In March this year the Labour government announced the demise of the British research assessment exercise (RAE). First undertaken in 1986, the RAE attempts to assess the quality of UK research and to distribute government funds for research based on the results of the survey. This large and deeply unpopular survey is virtually unique to the UK, with only Hong Kong coming close. Most countries decide the distribution of public funds based on negotiations with academics or by using a simple formula that takes into account staff and student numbers. The last scheduled RAE in 2008 will be replaced with a 'metrics-based' system, bringing the UK in line with other countries, but whether this will silence critics of the RAE is questionable.

The RAE of 2008 will see the work of every active researcher over the past 6 years judged by some 900 academics (including international experts) sitting on 67 subject panels. Each department will be assessed based on three criteria: research output, its research environment and 'esteem indicators'. Research output requires that each submitted researcher put forward four papers for assessment. The research environment includes factors such as number of students, research income and plans of the department in the future. Esteem indicators involve aspects such as editorial work, keynote speeches at conferences and international collaborations. On the basis of the survey, each department is awarded a score (unclassified to 4*) that determines how much government funding is allocated. For 2008, US$2.6 billion are at stake.

Why is the RAE so unpopular? As was the intention of the British government, the RAE has made funding selective by concentrating research money on a university elite. RAE critics argue that the creation of centers of research excellence undermines departments and institutions. Departments that score badly in the RAE may find it difficult to attract good academics. Furthermore, the eligibility of researchers for other research funding or studentships is often restricted to institutions with the highest scores. According to a 2005 report by the Higher Education Funding Council for England, students are more attracted to departments with higher RAE ranks and departmental closures are more likely in departments with a low RAE score. In these times of economic challenges, RAE advocates would argue, however, that concentrating research money on fewer universities is necessary to protect the strength of academic research in the UK. After all, institutions that score highly receive more money, which probably increases the output of high-quality research.

The RAE is also criticized for wasting time and resources. The competition for funding is so intense that for some years preceding the exercise, the RAE can become an omnipresent shadow that consumes academics' time better spent on driving research and teaching. Inevitably, the shadow can become confused with the objective and itself become the driver of even short-term decision making. The promotion of safe, mainstream research that will deliver solid publications in a short time frame rather than longer-term, high-risk research is blamed on the RAE, as is the short-sighted ploy of some universities to 'second-guess' the outcome of the RAE by spending large amounts of money wooing or retaining 'star researchers' to bolster RAE scores. But by concentrating top researchers in state-of-the-art facilities, RAE supporters would assert that such tactics foster productive collaborations and amplify quality research.
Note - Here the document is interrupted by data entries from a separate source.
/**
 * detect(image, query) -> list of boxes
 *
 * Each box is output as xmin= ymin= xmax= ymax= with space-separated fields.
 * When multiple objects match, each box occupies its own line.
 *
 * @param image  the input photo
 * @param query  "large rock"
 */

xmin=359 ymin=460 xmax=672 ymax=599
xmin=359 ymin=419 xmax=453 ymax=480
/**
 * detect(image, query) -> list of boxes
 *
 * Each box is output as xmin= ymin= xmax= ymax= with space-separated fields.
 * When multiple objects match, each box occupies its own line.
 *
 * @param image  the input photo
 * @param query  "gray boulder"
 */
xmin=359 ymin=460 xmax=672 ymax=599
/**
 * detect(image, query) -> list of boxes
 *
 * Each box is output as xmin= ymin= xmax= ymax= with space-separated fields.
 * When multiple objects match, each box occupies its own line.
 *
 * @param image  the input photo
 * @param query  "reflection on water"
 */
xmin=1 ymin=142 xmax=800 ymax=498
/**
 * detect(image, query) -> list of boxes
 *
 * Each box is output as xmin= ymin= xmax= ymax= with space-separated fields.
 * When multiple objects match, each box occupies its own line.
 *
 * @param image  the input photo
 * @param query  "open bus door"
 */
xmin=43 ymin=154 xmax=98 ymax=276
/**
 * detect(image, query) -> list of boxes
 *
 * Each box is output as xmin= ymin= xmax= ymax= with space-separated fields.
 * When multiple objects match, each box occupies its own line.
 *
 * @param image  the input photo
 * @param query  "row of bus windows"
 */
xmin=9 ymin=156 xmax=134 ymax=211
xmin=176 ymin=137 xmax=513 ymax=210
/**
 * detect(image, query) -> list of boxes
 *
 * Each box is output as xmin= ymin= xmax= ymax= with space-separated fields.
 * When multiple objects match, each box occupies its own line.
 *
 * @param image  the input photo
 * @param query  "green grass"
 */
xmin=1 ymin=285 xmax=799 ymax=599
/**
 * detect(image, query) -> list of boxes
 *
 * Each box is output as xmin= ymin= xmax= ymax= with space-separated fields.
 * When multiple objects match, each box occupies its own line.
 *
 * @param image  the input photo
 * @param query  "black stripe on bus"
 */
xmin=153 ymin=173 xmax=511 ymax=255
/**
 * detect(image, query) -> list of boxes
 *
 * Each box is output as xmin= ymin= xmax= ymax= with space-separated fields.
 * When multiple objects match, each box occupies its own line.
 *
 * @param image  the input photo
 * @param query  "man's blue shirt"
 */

The RAE in 2008 will place a greater emphasis on research output than previous assessments, with 75% of the total score being derived from publication outputs. It is unlikely that the RAE panel has the time to read all submitted publications, which raises the issue of how research output is judged. Some fear that impact factor is unconsciously used, driving the need to publish in high-tier journals. Although the target of submitting only four research papers published between 2001 and 2007 is not that stringent, junior academics who are establishing their first research teams in 2001 may find themselves approaching the RAE in 2008 with only three good papers. Too long in the job to receive the special dispensation for very junior staff to submit just two papers, such academics may attempt to publish less-developed pieces of work quickly to qualify for the RAE. Perhaps a better judge of research output would be citation frequency over a prolonged period of time.

Despite the many criticisms of the RAE, statistics published by Higher Education Funding Council for England (http://www.hefce.ac.uk/pubs/hefce/2000/00_37.htm) seem to suggest an assessment exercise of research quality is beneficial; overall, the UK is the first in the world for papers and citations per dollar expended and is rated fourth for papers per academic. After the lackluster 1970s and early 1980s, the introduction of the RAE reinvigorated British science, helping to expose the idle and reward the industrious. It represents one of the few ways researchers can demonstrate their productivity and in theory encourages research, grant applications and organization of conferences. Clearly the RAE has some faults, but whether this system should be replaced with one based on 'metrics'—general block grants awarded on the basis of external research grants won—is debatable. A report by the Higher Education Policy Institute suggest the metrics system could have many negative consequences, not least making employment of young staff without a research record less desirable.

The government should take heed that getting the new system wrong would be disastrous. Some form of assessment for research quality is desirable, but as David Melville of Kent University so eloquently said in The Times Higher Education Supplement, such a system must “take into account the needs of all researchers; fund good research where it is carried out; respond to early-career researchers; provide stability yet be responsive to changes on a reasonable time-scale; and look primarily at what is proposed in research rather than at history.”